PROJECT SUMMARY
The Mount Sinai Center for Post-COVID care has provided specialized evaluation and treatment services for
adult Long COVID patients since 2020. The Center operates as a specialty referral service staffed by
clinicians, social workers and care navigators. Yet unlike other specialties, it is fully integrated in primary care
(PC), which facilitates referrals, access to PC-based services like depression treatment, and seamless
transitions back to PC after the need for specialty Long COVID care is complete. The program has served over
6000 patients to date. However, the Center's reach has been limited. Its two locations, in Manhattan's Lower
East Side and Upper West Side are out of reach for most residents of New York City communities hard hit by
COVID-19, including the minoritized and low income residents of Harlem and the South Bronx. Resource
constraints, including staffing and protected time, have limited the ability of Center leaders to extend access to
care for patients, reduce waiting times for evaluations, introduce practice innovations and keep up with
changes in the field. For these reasons, we propose a project that would add a third site to the Center for Post-
COVID care integrated in Mount Sinai's Internal Medicine Associates (IMA) PC practice in East Harlem and
build resources and processes that continually improve Long COVID care and extend its reach in a sustainable
way. The new practice will be staffed by PC providers with expertise in Long COVID care, a neuropsychologist,
social worker and health navigators. In project Phase 1, the project team will create and regularly update
clinical decision pathways to guide clinicians through the evaluation and care of Long COVID patients and
embed them in the electronic medical record (EMR). We will provide patients with comprehensive, highly
patient-centered and coordinated care that involves point-of-care evaluations like cognitive assessment and
pulmonary function testing, care navigation, and facilitated access to PC-based clinical services like mental
health care and to specialists throughout the Mount Sinai Health System.
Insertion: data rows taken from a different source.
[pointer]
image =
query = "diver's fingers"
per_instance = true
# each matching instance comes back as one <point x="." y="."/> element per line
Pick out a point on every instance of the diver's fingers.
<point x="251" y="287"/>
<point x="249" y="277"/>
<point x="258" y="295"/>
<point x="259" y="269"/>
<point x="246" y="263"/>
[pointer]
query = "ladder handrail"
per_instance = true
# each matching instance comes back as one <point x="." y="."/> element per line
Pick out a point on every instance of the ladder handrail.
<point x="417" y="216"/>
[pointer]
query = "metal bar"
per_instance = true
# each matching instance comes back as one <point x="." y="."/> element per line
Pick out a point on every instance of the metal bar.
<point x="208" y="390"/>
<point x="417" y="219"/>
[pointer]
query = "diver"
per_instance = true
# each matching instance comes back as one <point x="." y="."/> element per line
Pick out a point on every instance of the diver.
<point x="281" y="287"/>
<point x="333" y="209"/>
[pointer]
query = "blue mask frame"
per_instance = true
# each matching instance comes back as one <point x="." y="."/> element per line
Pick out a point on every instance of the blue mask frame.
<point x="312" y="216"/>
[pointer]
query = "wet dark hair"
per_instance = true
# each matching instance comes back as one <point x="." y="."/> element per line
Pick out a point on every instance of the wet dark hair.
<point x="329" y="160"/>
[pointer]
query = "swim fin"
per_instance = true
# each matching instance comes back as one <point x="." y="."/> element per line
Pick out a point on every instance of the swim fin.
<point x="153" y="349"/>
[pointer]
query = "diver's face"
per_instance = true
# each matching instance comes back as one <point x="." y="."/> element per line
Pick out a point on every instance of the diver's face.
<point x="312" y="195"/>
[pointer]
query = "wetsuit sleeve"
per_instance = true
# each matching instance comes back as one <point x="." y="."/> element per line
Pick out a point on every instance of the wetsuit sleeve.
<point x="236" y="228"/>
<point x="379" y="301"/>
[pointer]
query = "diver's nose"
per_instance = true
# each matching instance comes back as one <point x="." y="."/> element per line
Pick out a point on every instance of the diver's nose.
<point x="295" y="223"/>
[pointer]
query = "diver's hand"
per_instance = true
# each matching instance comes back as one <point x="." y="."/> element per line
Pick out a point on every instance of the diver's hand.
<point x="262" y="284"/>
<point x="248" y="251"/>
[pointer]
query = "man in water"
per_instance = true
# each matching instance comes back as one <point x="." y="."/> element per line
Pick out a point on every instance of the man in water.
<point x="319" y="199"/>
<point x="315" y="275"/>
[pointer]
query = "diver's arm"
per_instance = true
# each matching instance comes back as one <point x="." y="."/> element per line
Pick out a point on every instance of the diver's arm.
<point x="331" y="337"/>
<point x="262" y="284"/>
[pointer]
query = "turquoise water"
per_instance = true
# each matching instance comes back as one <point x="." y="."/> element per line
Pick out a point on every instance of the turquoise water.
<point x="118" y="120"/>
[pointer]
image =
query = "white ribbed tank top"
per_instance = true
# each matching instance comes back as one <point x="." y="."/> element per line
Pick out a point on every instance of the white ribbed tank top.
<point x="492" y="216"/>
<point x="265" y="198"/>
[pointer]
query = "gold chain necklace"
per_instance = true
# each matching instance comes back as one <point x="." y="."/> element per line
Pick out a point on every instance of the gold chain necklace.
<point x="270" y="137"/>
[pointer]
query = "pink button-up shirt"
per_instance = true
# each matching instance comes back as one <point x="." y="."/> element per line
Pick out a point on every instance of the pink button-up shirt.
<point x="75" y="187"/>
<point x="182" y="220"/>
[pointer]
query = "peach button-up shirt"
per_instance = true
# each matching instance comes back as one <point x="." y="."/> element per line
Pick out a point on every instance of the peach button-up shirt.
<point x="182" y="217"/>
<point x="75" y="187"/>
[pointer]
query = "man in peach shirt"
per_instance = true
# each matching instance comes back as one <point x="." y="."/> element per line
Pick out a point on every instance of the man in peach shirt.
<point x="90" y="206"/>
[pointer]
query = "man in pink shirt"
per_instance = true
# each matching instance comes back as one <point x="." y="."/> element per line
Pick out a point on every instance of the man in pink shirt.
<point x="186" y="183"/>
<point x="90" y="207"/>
We will partner with two community-
based health and social service providers to develop and implement patient engagement and referral
strategies to increase awareness of Long COVID and access to care for it among Harlem and South Bronx
residents, and link patients to social services for wrap-around care. We will also develop a comprehensive
education program for the benefit of the specialized Long COVID team and the local PC providers, and collect
and analyze data for program evaluation and continuous quality improvement. In project Phase 2, we will
develop the Long COVID knowledge and clinical skills of PC physicians in IMA and other PC practices
(`satellite practices), train them to use the EMR-embedded CDS and provide them access to Long COVID
specialist e-consults and referrals so that they can manage Long COVID patients of low complexity.